A finished car rolls off the assembly line at the BMW factory in Leipzig every 48 seconds, says assembly manager Martin Koch. 2025 was a record year, the second in a row. And combustion engines still make up a large part of sales.
The car industry is changing, and many German manufacturers are still in a bit of a slump. BMW is doing comparatively well. Volkswagen, on the other hand, slipped into the red in the third quarter of 2025. Mercedes-Benz AG sold around 2.16 million cars and vans worldwide in 2025 – ten percent less than in the previous year.
Sales of purely electric cars at the VW Group increased significantly in 2025. But sales on the Chinese and North American markets in particular depressed the group’s figures. China’s government pumped a lot of money into domestic car manufacturers like BYD. They rely on e-mobility and hybrid technologies – and thus overtake German producers.

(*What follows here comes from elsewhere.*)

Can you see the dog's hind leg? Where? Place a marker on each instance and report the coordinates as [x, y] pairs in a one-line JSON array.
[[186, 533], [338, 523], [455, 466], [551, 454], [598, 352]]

Brands like Mercedes-Benz and the Volkswagen subsidiaries VW, Audi and Porsche rested on the sales of their combustion engines for too long. The change towards electromobility was initiated late – or inconsistently; Boardrooms are still attached to the combustion engine and, like Mercedes boss Ola Källenius, loudly rail against the European climate requirements for the auto industry.
VW, Mercedes and suppliers are cutting jobs
At the same time, decisions by US President Donald Trump – a hefty tariff increase and the end of government support for electric cars – dampened the success of German manufacturers in North America.
Now the corporations want to save money. At Mercedes, around 4,000 jobs are expected to have been eliminated by October 2025. Volkswagen ended just over a month ago car production in its Dresden factoryProduction in Osnabrück is also scheduled to end in 2027. 35,000 jobs are to be cut at all of the group’s ten German locations by 2030.
Other companies in the supply chain are also struggling. Not only Bosch is planning layoffs, the technology group ZF from Friedrichshafen in Baden-Württemberg has also announced that it will cut 14,000 jobs by 2028.
The Paris-based automotive supplier Valeo announced just a week ago that it wanted to close its location in Bad Neustadt an der Saale. The local union IG Metall criticized in conversation with Bayerischer Rundfunk the management that does not look for solutions together with the employees.
New purchase bonus for electric and hybrid cars
Thorsten Donnermeier, IG Metall shop steward at VW in Kassel-Baunatal, sounds similar when he talks about the car manufacturers. He advocates a reduction in working hours with full wage compensation instead of job cuts – and for increasing the capacity utilization of the car factories Production of buses and trams for local transport to boot up. This could also reduce climate-damaging emissions from road transport.
Meanwhile, the federal government has one New bonus for buying and leasing an electric or hybrid car decided to get the market going.